Most covarying amino acid sites in GroEL were identified in the equatorial and apical domains and only few sites were located in the intermediate domain. Apical and equatorial domains perform most functions in GroEL. It is remarkable that many of the amino acids from the equatorial domain involved in coevolutionary relationships belong to the most carboxi-terminal GroEL tail. Indeed, the folding of substrates within the central GroEL cavity is favoured by the limited size and hydrophobicity of the cavity [6, 20]. The C-terminal tail of GroEL define the environment within the central cavity of GroEL with regards to its hydrophobicity, which would impact on both the size and nature of the substrate proteins folded by the chaperonin . Collectively, our results uncover a list of amino acid sites that might have profound implications on the functions of GroES and GroEL.

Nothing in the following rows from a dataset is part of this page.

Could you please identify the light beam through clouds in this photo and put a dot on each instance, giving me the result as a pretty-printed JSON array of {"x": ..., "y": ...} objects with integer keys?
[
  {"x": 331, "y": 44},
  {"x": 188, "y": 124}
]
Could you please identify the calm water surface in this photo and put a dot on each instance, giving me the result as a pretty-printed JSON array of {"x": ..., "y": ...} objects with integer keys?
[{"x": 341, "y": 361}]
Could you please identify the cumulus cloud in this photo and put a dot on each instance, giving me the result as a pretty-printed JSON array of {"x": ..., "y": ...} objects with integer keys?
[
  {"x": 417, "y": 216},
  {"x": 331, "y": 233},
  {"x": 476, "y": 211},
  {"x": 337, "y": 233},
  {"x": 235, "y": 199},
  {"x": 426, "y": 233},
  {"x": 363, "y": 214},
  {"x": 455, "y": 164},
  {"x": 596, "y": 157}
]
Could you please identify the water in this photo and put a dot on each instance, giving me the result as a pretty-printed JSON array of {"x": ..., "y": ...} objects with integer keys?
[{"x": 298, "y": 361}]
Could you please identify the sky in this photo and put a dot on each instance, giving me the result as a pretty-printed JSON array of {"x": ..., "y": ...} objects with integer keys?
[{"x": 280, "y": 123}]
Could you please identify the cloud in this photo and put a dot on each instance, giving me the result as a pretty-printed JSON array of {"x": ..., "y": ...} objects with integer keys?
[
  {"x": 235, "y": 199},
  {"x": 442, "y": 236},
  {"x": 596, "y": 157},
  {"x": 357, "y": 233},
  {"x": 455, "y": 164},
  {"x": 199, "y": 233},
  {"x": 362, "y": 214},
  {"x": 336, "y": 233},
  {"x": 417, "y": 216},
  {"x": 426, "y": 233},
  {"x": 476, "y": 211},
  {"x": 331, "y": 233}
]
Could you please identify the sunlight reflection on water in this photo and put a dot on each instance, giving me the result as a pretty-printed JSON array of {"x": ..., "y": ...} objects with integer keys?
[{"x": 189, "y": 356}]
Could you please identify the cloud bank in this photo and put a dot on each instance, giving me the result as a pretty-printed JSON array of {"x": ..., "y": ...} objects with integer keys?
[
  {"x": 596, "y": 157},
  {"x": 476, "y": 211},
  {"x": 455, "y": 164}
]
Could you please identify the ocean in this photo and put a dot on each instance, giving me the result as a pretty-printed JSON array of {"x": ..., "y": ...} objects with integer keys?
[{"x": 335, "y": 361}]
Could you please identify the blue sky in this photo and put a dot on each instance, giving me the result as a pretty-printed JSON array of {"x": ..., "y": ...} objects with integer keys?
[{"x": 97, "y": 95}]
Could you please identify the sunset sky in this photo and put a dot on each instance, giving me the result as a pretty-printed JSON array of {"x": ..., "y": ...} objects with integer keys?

The evolutionary dependencies between GroES and GroEL provide information on the structural consequences of their interaction
Our coevolutionary analyses in GroES and GroEL identified several sets of sites with apparently distinct roles. First, GroES amino acid regions coevolving with residues from GroEL are all located in the interface between the GroES subunits. Second, GroEL residues coevolving with GroES are distributed among the three domains, apical, intermediate and equatorial. In the apical domain, two amino acid residues coevolving with GroES are involved in substrate binding. One site is located at the interface between the two GroEL heptameric rings and may be involved in the stabilization of these domains. Indeed, the folding reaction cycle requires the double ring of GroEL, in which the information passes between the rings to signal the ATP hydrolysis progress in one ring and which causes important conformational changes in the opposite ring [56, 57]. One such change involves the weakening of GroES-GroEL binding, which ends with the binding of an ATP to the opposite ring . The inter-ring amino acid contacts are, therefore, essential for the folding cycle completion and release of GroES from the cis ring once ATP has been bound to the opposite ring. Arguably, coevolution between the interface of the rings and GroES may be the result of the constraints to maintain the structural communication between the two GroEL rings upon the interaction with GroES.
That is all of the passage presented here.